There has been a lot of stress and anxiousness preparing for Maggie’s first day of school. Ours not hers. We kept telling Maggie that she was going to be going to school and it was going to be fun. She didn’t really care, but how could she? She had never been and didn’t really understand, as far as we could tell. As far as she is concerned she has been going to school already. She has been in therapy for the past year and a half and probably thought she was just going to more therapy, which is mostly fun.
i know that the first day of school is emotional for most parents, but having a kid with special needs amplifies it. On top of the typical Pre School list of extra clothes, pull ups, panties, wipes, lunch and snacks, we had to make an extra bag for therapy equipment/devices that we use on a daily basis. This includes an arm brace, hand brace, eye glasses, weighted vest, weighted bracelets, AFO orthotics, and her PECS book. All items we have become accustomed to and the school staff needs to learn to use to help Maggie. We had to meet with all of her teachers beforehand and explain Rett Syndrome to them. Fortunately, these teachers have had some, albeit meager experience with Rett, but Maggie’s Rett is different, so we had to explain her to them. We spent an hour and a half in a room of 12 different therapists walking them through every little intricacy we could think of. We’re concerned because her teachers don’t know, and won’t really have the time, to force her to use her hands or bear weight on her arms, and that could result in a drastic loss of hand function – after all, “Use it or lose it” is the doctor’s mantra about Rett. So, we have to hammer that home to teachers who have to deal with 8 special needs kids who all have their own special special needs. It’s a lot.
We also needed an earthquake emergency bag. When I read this on the back to school list. I lost it. I couldn’t breathe. Living in California, I knew we needed to have one for her at school, but in the chaos of everything else, I simply forgot. So the day before school, I packed her earthquake bag. I cried and cried and couldn’t figure out why I was so upset, then I realized. If there is actually a disaster, Maggie is nonverbal. She can’t ask for help. If something happens to the school staff and she wanders about, she will wander away. Of course, I tell AJ and instead of his usual, “it’ll be fine, Jenny.” He got upset as well. He didn’t cry, but he was upset. AJ thinks we should microchip her, although I don’t think anybody does it besides veterinarians, I’m kinda with him on the idea.
So, now, I’ve ordered tags for her shoes, that will be on her at all times. They have our numbers on them and say “Not speaking Yet”. Rett Syndrome. WTF! Of course, the scenario where there is an earthquake and Maggie is all alone seems, to say the least, slim. But at least she has her tags.

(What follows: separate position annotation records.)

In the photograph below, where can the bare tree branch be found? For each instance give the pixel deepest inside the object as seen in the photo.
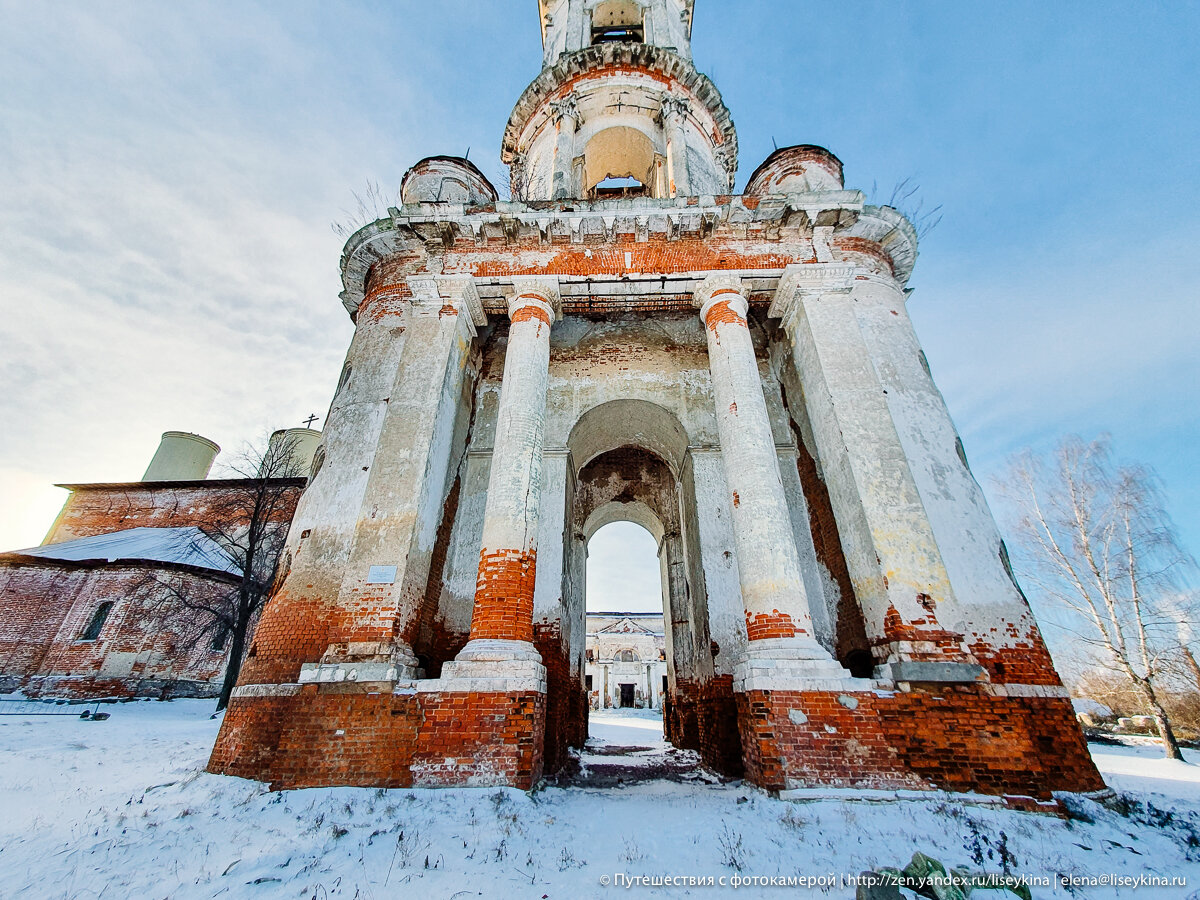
(1095, 543)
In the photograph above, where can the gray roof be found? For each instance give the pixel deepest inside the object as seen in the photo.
(187, 545)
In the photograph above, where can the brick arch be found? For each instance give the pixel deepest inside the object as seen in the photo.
(628, 423)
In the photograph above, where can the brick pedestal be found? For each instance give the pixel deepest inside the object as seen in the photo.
(319, 736)
(955, 739)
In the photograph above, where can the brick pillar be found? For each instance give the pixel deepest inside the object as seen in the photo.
(501, 643)
(892, 552)
(779, 625)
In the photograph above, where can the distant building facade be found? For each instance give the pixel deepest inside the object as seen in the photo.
(627, 660)
(96, 610)
(628, 340)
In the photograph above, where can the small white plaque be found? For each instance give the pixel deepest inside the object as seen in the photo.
(382, 575)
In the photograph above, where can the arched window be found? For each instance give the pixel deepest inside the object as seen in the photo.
(618, 21)
(220, 637)
(97, 622)
(619, 161)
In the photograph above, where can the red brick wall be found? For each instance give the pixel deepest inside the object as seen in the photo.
(957, 739)
(35, 598)
(149, 646)
(316, 738)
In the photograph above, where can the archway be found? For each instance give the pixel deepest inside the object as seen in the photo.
(630, 463)
(627, 665)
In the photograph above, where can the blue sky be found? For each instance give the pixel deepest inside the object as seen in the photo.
(168, 175)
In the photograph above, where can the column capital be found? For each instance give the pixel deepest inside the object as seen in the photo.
(720, 287)
(675, 109)
(801, 280)
(461, 289)
(565, 108)
(537, 291)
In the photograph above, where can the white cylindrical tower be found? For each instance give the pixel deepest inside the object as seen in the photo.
(181, 456)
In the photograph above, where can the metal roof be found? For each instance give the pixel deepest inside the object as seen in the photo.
(186, 545)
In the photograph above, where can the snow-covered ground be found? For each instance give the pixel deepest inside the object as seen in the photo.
(124, 809)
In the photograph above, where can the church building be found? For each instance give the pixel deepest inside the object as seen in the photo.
(625, 339)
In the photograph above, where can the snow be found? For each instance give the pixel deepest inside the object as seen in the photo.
(186, 544)
(123, 808)
(1092, 707)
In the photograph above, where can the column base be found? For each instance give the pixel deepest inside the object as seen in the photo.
(492, 666)
(941, 741)
(371, 663)
(792, 664)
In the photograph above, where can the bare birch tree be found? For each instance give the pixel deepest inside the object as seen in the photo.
(246, 523)
(1095, 543)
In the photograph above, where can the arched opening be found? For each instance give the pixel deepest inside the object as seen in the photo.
(627, 664)
(618, 21)
(631, 466)
(618, 162)
(96, 624)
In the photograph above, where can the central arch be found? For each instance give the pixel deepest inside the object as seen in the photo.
(629, 460)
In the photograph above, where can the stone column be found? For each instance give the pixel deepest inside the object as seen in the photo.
(892, 553)
(567, 120)
(675, 114)
(681, 647)
(501, 647)
(779, 625)
(378, 605)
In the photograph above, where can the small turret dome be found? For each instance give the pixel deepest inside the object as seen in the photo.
(796, 169)
(447, 179)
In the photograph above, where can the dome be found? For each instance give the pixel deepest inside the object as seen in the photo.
(447, 179)
(796, 169)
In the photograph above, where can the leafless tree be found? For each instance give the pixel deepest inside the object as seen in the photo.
(907, 199)
(369, 205)
(1095, 543)
(244, 529)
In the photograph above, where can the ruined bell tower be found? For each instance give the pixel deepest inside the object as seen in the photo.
(628, 340)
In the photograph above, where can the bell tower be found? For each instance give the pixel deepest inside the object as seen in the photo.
(627, 340)
(618, 108)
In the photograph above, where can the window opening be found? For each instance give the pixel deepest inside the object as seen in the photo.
(97, 622)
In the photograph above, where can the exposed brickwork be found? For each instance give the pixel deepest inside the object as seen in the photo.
(294, 630)
(562, 694)
(655, 256)
(721, 312)
(531, 312)
(928, 639)
(1024, 660)
(504, 595)
(763, 625)
(718, 726)
(959, 739)
(681, 714)
(103, 509)
(316, 738)
(149, 646)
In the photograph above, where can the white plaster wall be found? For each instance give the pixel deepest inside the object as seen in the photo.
(958, 511)
(329, 507)
(714, 533)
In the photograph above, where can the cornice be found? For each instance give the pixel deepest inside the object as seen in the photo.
(595, 59)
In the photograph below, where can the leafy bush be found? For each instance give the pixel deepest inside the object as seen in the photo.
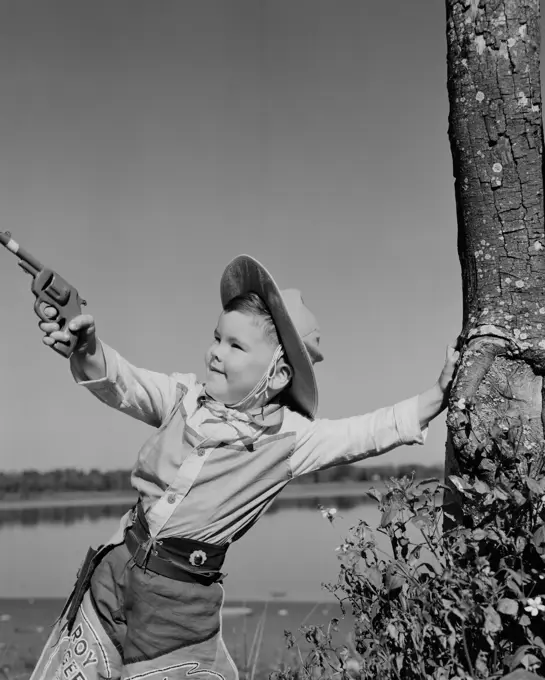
(464, 603)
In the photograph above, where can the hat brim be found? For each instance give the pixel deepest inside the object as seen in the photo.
(244, 275)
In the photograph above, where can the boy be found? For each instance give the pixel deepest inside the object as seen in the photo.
(148, 604)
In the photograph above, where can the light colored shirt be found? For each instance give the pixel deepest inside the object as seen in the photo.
(209, 472)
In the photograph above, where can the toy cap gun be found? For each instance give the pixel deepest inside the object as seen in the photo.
(49, 289)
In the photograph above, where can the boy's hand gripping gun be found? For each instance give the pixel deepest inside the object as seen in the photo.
(50, 289)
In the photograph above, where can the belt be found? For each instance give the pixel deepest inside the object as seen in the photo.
(181, 559)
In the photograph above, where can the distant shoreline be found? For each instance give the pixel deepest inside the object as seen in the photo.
(94, 498)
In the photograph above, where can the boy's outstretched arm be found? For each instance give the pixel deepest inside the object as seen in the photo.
(324, 443)
(433, 401)
(145, 395)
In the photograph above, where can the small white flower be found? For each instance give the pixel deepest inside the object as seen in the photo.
(329, 513)
(198, 558)
(342, 548)
(534, 606)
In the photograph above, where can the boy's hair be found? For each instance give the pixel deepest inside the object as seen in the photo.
(252, 304)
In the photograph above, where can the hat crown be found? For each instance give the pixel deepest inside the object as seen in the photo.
(304, 321)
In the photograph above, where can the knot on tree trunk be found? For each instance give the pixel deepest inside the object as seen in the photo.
(496, 407)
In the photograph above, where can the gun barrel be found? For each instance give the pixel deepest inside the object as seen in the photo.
(22, 254)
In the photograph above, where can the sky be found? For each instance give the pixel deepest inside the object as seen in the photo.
(145, 144)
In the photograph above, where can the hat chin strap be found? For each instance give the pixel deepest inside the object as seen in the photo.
(262, 386)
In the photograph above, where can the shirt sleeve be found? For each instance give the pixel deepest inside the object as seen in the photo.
(325, 443)
(142, 394)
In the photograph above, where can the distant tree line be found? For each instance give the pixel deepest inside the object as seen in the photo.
(32, 482)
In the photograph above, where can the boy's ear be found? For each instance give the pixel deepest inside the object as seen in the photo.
(282, 376)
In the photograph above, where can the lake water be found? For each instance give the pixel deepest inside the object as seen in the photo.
(287, 555)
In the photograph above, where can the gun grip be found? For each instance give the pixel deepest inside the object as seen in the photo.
(52, 290)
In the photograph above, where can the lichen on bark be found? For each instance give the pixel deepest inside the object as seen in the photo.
(496, 136)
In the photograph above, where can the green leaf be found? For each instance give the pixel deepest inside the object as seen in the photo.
(421, 520)
(388, 517)
(492, 620)
(536, 487)
(538, 539)
(508, 606)
(376, 494)
(481, 487)
(374, 577)
(458, 483)
(479, 534)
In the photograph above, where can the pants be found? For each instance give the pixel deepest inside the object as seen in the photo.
(134, 624)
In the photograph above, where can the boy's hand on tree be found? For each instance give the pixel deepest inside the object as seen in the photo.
(82, 325)
(451, 361)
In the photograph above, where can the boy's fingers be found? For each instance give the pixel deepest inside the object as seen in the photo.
(81, 321)
(48, 311)
(60, 336)
(48, 326)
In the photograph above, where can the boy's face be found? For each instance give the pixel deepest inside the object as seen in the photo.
(238, 357)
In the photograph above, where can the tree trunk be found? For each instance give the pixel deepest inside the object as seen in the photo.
(496, 138)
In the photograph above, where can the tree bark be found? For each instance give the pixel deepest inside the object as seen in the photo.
(496, 137)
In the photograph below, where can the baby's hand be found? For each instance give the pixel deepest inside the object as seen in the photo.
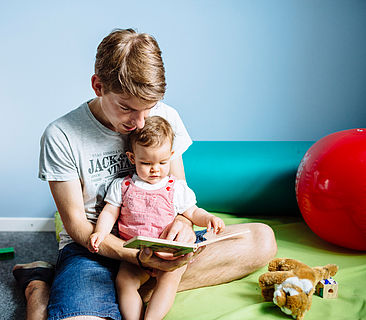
(94, 241)
(216, 223)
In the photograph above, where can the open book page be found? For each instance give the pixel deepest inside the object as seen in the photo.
(178, 248)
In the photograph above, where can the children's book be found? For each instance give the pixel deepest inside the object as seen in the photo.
(175, 247)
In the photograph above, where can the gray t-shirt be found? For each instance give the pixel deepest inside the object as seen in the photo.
(78, 146)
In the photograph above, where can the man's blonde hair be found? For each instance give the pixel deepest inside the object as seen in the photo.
(130, 63)
(155, 132)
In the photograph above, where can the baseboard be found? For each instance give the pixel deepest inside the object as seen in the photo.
(27, 224)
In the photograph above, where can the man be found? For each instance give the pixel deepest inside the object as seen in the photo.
(81, 153)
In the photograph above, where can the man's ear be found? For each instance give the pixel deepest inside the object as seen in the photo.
(97, 85)
(131, 157)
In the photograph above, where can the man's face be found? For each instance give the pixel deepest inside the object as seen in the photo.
(123, 113)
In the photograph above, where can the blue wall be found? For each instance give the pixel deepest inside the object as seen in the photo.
(236, 70)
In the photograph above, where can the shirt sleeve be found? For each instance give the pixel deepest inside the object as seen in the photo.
(184, 197)
(56, 160)
(114, 193)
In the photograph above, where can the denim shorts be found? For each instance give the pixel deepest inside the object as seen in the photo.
(84, 284)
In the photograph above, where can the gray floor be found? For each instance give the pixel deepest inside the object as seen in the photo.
(28, 246)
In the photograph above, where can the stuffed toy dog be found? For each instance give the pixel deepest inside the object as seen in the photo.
(290, 284)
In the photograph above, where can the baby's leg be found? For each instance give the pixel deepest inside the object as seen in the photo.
(128, 281)
(164, 294)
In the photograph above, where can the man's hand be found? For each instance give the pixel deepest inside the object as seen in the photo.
(95, 240)
(179, 230)
(151, 260)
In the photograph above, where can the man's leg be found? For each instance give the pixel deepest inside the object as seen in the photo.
(231, 259)
(35, 279)
(37, 294)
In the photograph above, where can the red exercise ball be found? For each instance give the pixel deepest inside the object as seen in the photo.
(331, 188)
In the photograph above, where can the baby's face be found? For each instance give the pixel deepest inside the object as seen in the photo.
(153, 163)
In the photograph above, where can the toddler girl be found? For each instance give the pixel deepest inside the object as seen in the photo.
(145, 204)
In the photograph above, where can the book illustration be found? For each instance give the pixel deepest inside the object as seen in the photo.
(176, 247)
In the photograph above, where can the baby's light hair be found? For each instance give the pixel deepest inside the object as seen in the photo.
(130, 63)
(154, 133)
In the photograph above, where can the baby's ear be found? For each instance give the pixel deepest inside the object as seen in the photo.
(131, 157)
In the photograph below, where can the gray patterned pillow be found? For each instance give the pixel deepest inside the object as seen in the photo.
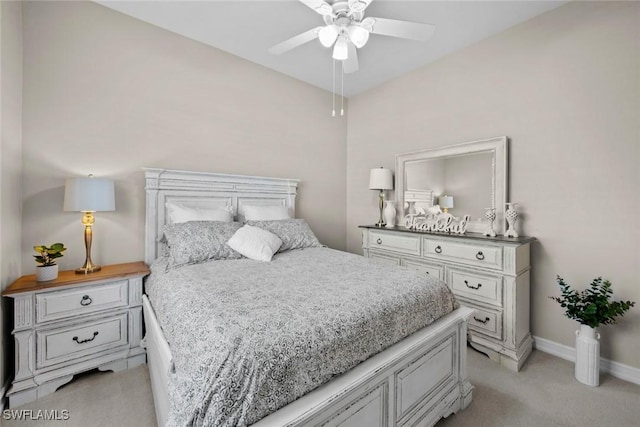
(294, 233)
(197, 241)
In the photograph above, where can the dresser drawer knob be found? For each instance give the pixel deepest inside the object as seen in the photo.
(95, 334)
(471, 286)
(486, 319)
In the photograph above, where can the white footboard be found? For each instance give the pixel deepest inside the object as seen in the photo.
(159, 361)
(413, 383)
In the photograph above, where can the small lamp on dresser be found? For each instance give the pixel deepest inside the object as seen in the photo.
(89, 195)
(381, 179)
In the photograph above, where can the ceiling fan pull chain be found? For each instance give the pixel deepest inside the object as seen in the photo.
(342, 89)
(333, 91)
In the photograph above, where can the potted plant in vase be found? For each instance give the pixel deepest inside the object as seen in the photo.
(592, 308)
(48, 269)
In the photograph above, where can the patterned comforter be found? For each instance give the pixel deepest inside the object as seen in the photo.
(249, 337)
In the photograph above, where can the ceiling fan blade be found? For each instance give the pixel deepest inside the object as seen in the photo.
(402, 29)
(318, 6)
(295, 41)
(350, 65)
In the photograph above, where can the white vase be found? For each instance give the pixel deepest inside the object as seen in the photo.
(512, 217)
(588, 356)
(390, 214)
(490, 215)
(46, 273)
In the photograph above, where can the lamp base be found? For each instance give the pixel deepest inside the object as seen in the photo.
(88, 270)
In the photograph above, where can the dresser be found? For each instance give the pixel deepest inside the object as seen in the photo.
(489, 275)
(73, 324)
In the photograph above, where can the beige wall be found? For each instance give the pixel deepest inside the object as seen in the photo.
(565, 88)
(107, 94)
(10, 165)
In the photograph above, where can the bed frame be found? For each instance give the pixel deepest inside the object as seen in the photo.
(415, 382)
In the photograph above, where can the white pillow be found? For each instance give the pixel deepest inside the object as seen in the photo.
(265, 213)
(255, 243)
(180, 213)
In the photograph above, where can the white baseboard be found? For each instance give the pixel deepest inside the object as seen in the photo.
(618, 370)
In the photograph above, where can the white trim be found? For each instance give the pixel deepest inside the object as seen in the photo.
(616, 369)
(3, 393)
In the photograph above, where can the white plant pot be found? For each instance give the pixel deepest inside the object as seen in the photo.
(46, 273)
(390, 214)
(588, 356)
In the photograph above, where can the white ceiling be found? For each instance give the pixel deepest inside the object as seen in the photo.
(249, 28)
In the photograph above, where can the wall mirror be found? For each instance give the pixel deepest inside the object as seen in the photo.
(473, 175)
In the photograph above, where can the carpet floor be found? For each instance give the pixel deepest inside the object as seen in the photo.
(543, 394)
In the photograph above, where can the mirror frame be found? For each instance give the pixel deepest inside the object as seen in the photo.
(497, 145)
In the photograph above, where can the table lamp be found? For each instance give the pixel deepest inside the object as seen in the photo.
(88, 195)
(381, 179)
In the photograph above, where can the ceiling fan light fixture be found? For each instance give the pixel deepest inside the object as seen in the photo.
(358, 5)
(324, 9)
(341, 49)
(358, 35)
(328, 35)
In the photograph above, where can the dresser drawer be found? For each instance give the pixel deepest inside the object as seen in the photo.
(79, 301)
(486, 321)
(384, 258)
(471, 254)
(63, 344)
(397, 242)
(432, 270)
(476, 287)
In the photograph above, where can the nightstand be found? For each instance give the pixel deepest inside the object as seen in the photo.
(73, 324)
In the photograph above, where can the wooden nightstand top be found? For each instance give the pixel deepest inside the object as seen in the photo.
(70, 277)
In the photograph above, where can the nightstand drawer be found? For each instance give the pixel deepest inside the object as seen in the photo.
(67, 343)
(397, 242)
(476, 287)
(478, 255)
(486, 321)
(79, 301)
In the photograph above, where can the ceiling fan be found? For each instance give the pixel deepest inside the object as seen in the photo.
(346, 29)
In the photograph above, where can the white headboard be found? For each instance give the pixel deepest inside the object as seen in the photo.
(202, 189)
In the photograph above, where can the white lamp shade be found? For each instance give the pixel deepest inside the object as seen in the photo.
(446, 202)
(381, 179)
(89, 195)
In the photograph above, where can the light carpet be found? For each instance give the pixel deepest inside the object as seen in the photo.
(543, 394)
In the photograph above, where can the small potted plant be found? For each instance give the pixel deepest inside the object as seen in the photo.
(592, 308)
(48, 269)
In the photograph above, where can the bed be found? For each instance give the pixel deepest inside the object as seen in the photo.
(366, 377)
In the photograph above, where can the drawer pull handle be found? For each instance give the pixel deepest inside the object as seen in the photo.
(95, 334)
(486, 319)
(471, 286)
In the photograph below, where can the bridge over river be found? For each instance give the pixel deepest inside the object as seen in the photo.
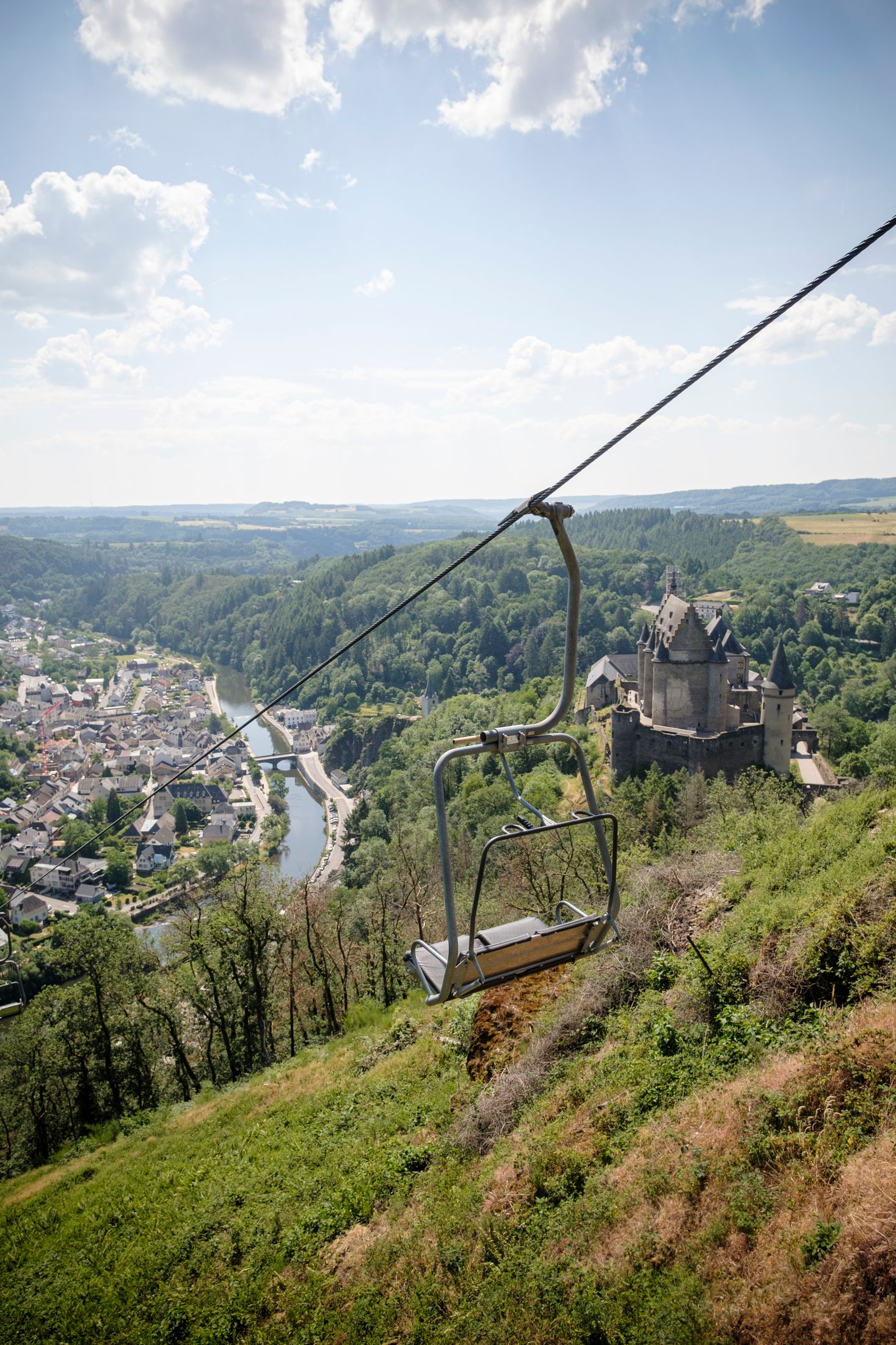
(280, 760)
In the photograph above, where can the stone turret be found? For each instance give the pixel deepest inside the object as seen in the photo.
(643, 646)
(647, 686)
(718, 689)
(778, 694)
(430, 697)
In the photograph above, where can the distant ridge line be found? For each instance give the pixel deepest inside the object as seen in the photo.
(789, 498)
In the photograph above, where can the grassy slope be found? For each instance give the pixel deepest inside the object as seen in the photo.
(663, 1159)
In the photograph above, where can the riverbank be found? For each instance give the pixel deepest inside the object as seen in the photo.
(301, 848)
(319, 783)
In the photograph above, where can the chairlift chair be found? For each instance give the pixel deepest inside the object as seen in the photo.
(462, 965)
(12, 992)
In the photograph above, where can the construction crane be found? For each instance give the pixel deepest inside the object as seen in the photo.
(43, 733)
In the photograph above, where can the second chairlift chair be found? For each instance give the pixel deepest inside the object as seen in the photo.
(461, 965)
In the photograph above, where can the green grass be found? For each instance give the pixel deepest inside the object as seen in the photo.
(329, 1199)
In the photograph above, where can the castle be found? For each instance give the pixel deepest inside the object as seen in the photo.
(695, 701)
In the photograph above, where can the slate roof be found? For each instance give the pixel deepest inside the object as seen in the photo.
(613, 666)
(779, 670)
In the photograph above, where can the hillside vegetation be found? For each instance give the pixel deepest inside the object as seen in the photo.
(649, 1152)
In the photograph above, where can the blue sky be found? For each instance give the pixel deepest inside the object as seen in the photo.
(379, 251)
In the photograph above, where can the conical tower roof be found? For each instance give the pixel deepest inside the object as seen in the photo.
(779, 672)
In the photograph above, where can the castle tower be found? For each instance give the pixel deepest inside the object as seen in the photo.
(718, 691)
(643, 645)
(778, 694)
(430, 697)
(658, 680)
(647, 686)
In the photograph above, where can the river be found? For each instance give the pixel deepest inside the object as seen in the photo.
(304, 842)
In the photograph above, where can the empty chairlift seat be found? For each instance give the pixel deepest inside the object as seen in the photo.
(461, 965)
(506, 953)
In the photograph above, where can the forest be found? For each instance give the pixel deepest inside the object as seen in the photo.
(718, 1126)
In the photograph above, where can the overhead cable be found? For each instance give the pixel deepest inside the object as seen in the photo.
(514, 517)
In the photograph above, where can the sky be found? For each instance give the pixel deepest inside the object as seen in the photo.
(379, 251)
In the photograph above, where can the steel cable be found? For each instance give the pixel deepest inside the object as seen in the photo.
(514, 517)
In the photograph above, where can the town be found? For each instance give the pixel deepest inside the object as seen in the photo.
(95, 751)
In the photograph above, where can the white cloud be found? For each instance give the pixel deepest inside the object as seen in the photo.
(73, 362)
(752, 10)
(376, 285)
(167, 326)
(82, 361)
(125, 137)
(274, 198)
(31, 322)
(254, 57)
(809, 330)
(884, 330)
(98, 245)
(546, 62)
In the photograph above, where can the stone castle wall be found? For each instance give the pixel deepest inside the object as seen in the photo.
(635, 746)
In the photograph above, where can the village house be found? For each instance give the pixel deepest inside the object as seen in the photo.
(29, 907)
(155, 857)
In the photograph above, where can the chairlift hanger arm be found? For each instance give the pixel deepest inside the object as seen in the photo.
(460, 966)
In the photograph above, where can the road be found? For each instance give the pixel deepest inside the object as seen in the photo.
(211, 692)
(809, 772)
(315, 767)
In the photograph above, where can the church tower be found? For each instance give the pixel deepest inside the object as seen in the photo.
(778, 694)
(430, 697)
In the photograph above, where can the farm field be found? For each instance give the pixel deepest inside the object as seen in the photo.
(844, 529)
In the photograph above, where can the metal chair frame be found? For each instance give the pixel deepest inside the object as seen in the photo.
(596, 928)
(10, 964)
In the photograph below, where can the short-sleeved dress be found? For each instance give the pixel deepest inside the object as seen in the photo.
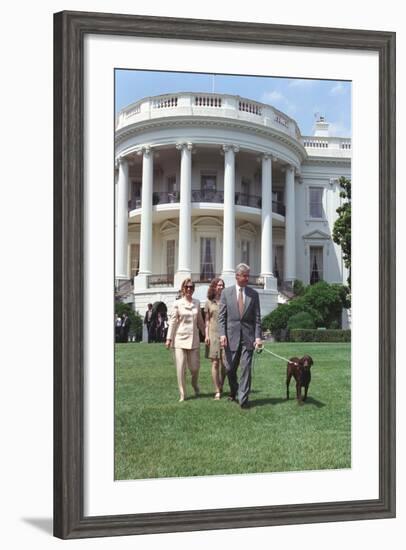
(214, 350)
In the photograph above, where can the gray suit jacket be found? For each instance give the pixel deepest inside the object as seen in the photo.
(245, 328)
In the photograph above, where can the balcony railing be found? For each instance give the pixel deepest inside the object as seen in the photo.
(208, 195)
(164, 279)
(256, 281)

In all honesty, if there is an earthquake, the building goes on lock down to protect the children. If they think I’m not going to repel off the roof and come in through the window, they are kidding themselves.
Other than my stress, anxiety, exhaustion from packing her bags, stressing about earthquake safety, I’d say Maggie’s first day of school was a success. I didn’t leave the school grounds, and she was happy and amazing. When she came home, she couldn’t stop giggling. She’s having the best time. I can’t say how much of a relief that is. We were certain we’d have to take her out of school, that it was unlikely to work out, that she was going to change, be exhausted and miserable. So, far, though, quite the opposite. The teachers have been impressed with how well she was transitioning. I don’t think they are as impressed with my transition, since I’m the only parent sitting on a couch in their lobby.